Associated with marijuana, April 20 (4/20), every year—known as "420"—has become something of an unofficial holiday. Many cannabis users mark the day by smoking weed. But what is the history behind this celebratory day for marijuana lovers and its 420 moniker?

There are a few old tales that describe how this national holiday, and that special time of the day, became so iconic. Here's everything we know about how 4/20 became more than a mid-April day.
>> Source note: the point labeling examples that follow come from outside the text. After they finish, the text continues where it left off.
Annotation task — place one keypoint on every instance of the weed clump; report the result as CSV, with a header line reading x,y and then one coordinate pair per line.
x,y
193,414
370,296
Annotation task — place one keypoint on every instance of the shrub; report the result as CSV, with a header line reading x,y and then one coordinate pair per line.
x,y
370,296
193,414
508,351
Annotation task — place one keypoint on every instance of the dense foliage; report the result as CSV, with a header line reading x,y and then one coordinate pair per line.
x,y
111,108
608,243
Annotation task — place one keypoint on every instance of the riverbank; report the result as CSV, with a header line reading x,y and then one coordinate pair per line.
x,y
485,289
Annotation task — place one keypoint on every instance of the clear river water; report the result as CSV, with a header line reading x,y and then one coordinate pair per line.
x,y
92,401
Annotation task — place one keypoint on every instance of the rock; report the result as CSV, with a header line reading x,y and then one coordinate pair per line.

The origins of the term "420" date back to 1971 when a group of five students at San Rafael High School heard a story from a friend about a patch of weed being grown by a U.S. Coast Guard member near the coastal town of Point Reyes. The Coast Guard member was too scared to harvest it, so the teens decided to go on a treasure hunt for the marijuana patch. They met at a Louis Pasteur statue near campus at 4:20 p.m. to accommodate their school sports schedules, before heading off in search of the green gold.
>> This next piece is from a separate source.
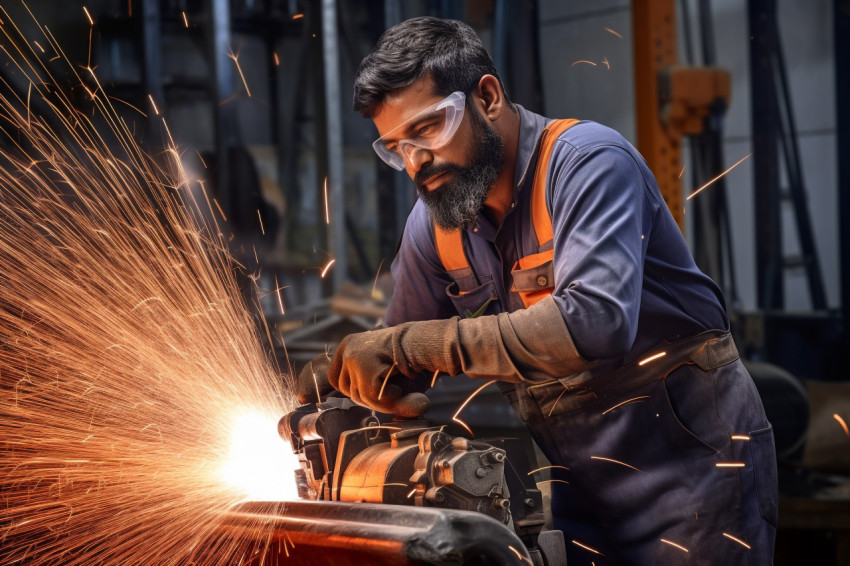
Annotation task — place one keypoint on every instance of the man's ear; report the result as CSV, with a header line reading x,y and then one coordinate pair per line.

The Waldos met at least once a week at the Louis Pasteur statue outside their school to scour the Point Reyes Forest nearby using a treasure map that some say was provided by the plant owner himself.

Steve Capper, one of the Waldos, said: "We would remind each other in the hallways we were supposed to meet up at 4:20. It originally started out 4:20-Louis and we eventually dropped the Louis.

"We'd meet at 4:20 and get in my old '66 Chevy Impala and, of course, we'd smoke instantly and smoke all the way out to Pt. Reyes and smoke the entire time we were out there. We did it week after week," Capper said, adding "We never actually found the patch."

4/20 becomes a code word

While they weren't successful in finding the hidden cannabis plant, the Waldos managed to introduce a new lasting code word for weed smokers.

Capper said "I could say to one of my friends, I'd go, 420, and it was telepathic. He would know if I was saying, 'Hey, do you wanna go smoke some?' Or, 'Do you have any?' Or, 'Are you stoned right now?' It was kind of telepathic just from the way you said it."

"Our teachers didn't know what we were talking about. Our parents didn't know what we were talking about," he added.

The use of the term spread further thanks to the group's connection to The Grateful Dead. The legendary rock band was based in the Marin County hills at the time, just blocks from the high school that the Waldos attended.

The father of Mark Gravitch (one of the Waldos) managed real estate for the band, while the brother of Dave Reddix (another Waldos member) managed a Grateful Dead sideband. The brother was also good friends with Grateful Dead bassist Phil Lesh.

The Grateful Dead practiced at a rehearsal hall in San Rafael, California: "So we used to go hang out and listen to them play music and get high while they're practicing for gigs," Reddix said.

"But I think it's possible my brother Patrick might have spread it through Phil Lesh. And me, too, because I was hanging out with Lesh and his band [as a roadie] when they were doing a summer tour my brother was managing," he added.

Capper said: "We'd go with [Gravitch's] dad, who was a hip dad from the '60s. There was a place called Winterland and we'd always be backstage running around or onstage and, of course, we're using those phrases.

Gradually, their terminology spread through the Grateful Dead community into the wider stoner culture, Bloom said. 

Wider cultural trend

On Dec. 28, 1990, a group of Deadheads in Oakland handed out flyers that invited people to smoke “420” on April 20 at 4:20 p.m. One ended up with Steve Bloom, a former reporter for High Times magazine, an authority on cannabis culture. The magazine printed the flyer in 1991 and continued to reference the number. Soon, it became known worldwide as code for marijuana. In 1998, the outlet acknowledged that the “Waldos” were the “inventors” of 420.

Bloom, now the publisher of Celebstoner.com, has credited the people who wrote the flyer for the date’s reputation as an annual gathering of pot smokers. “They wanted people all over the world to get together on one day each year and collectively smoke pot at the same time,” he wrote in 2015. “They birthed the idea of a stoner holiday, which April 20 has become.” 

Ways to celebrate

Watch a weed documentary

Take a deep dive into the history of cannabis by watching a marijuana documentary, such as The Grass is Greener, The Culture High and The Legend of 420.

Geek out on a marijuana podcast

Explore more topics around cannabis in the podcast Brave New Weed, which offers "high-minded conversations for the post-prohibition era," according to its website.

Try some cannabis recipes

Try a recipe or two from the book Bong Appétit: Mastering the Art of Cooking with Weed, which is "for a new generation interested in making serious, sophisticated food—with weed," according to its description on Amazon.

Learn about pot etiquette

From how to bring pot to a dinner party and "respectfully use it as a guest" to giving it as a gift and "how to behave at a dispensary," learn all about the social etiquettes around cannabis from the book Higher Etiquette: A Guide to the World of Cannabis from Dispensaries to Dinner Parties.